The Role of Your HOA Accountant The Money Minders

David Allen Stockman, former director of the U.S. Office of Management and Budget, may have had the federal budget in mind when he said that, "None of us really understands what's going on with all of these numbers." But he might just as easily have been talking about condominium and townhome budgets, as well.

Fortunately, regardless of the nature of your common interest realty association, (which consists of condominium, homeowner or community associations), a certified accountant can help make sense of its vital financial statistics. Karen Sackstein, whose firm Karen P. Sackstein, CPA, works with 245 CIRAs in New Jersey, says that she tries to present financial information to board and association members in easily-digestible form.

"A lot of [board members] don't have a financial background," Sackstein says, "so we try to put it in simple terms, so they can understand it."

The Magic Triangle

The actual role that an accountant will play in overseeing the financial affairs of a particular association can vary considerably, and depends both on the nature of the property and on the level of service provided by its management company. Jules Frankel, of Wilkin and Guttenplan, P.C.—the largest providers of CPA services to CIRAs in New Jersey, and the second largest in the country—describes the relationship between CIRA, management company, and accountant as a "magic triangle."

"The board has ultimate responsibility for everything that goes on in an association," Frankel says, while the management company often handles both physical property management and financial management, keeping the association's books and preparing its annual budget for the upcoming fiscal year.

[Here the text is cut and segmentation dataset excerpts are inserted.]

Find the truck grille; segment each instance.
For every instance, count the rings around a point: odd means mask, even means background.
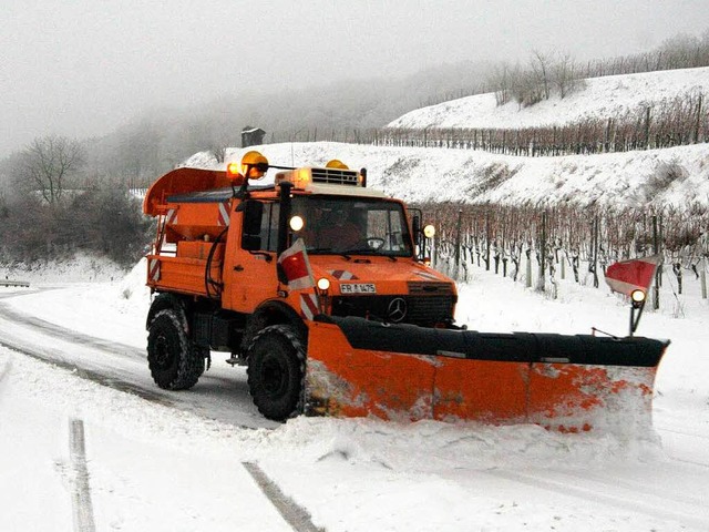
[[[312,168],[312,182],[357,186],[357,172],[340,168]]]
[[[333,297],[332,315],[433,327],[453,318],[454,303],[453,295]]]

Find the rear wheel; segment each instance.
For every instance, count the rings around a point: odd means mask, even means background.
[[[248,388],[258,411],[276,421],[300,413],[306,357],[296,330],[266,327],[251,340],[247,356]]]
[[[155,383],[166,390],[192,388],[205,368],[204,350],[189,341],[182,318],[168,308],[148,326],[147,364]]]

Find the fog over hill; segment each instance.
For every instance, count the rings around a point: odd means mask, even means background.
[[[407,114],[393,123],[408,126],[503,127],[565,123],[579,115],[621,113],[637,105],[709,90],[709,69],[687,69],[589,80],[568,99],[553,98],[517,110],[494,106],[492,94],[469,96]],[[567,100],[567,101],[565,101]],[[371,186],[409,202],[463,201],[507,204],[709,205],[709,145],[667,150],[522,157],[474,150],[371,146],[341,143],[280,143],[257,146],[274,164],[325,164],[330,158],[367,166]],[[245,152],[232,149],[227,160]],[[186,166],[223,167],[209,152]],[[268,178],[268,177],[267,177]]]

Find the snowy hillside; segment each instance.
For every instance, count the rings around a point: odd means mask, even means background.
[[[520,109],[516,102],[495,104],[493,93],[461,98],[418,109],[391,127],[530,127],[561,125],[585,117],[613,117],[637,108],[709,91],[709,68],[612,75],[586,80],[585,90],[565,99],[552,96]]]
[[[494,94],[420,109],[392,122],[401,127],[518,127],[607,116],[648,103],[709,91],[709,68],[588,80],[586,90],[520,110],[495,106]],[[371,186],[409,202],[507,204],[709,205],[709,144],[667,150],[521,157],[473,150],[383,147],[328,142],[256,146],[274,164],[318,165],[339,158],[367,167]],[[238,161],[245,150],[227,152]],[[209,152],[185,166],[222,168]],[[268,177],[267,177],[268,178]],[[271,176],[273,178],[273,176]]]
[[[318,165],[339,158],[366,166],[369,184],[408,202],[508,204],[709,205],[709,145],[590,156],[515,157],[473,150],[382,147],[328,142],[257,146],[274,164]],[[246,150],[230,150],[239,161]],[[223,168],[209,152],[185,166]],[[677,176],[670,181],[668,176]],[[267,174],[265,180],[273,178]],[[660,188],[648,182],[664,183]]]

Frankel says that accountants are typically called in to perform independent audits of the books kept by management companies—or, in the case of self-managed associations, by their bookkeepers—"And at times, to give input into the budget process when asked or required," as when an association lacks sufficient reserve funds to cover a major repair or replacement project. "Our role is not as substantial as the management company's," Frankel says.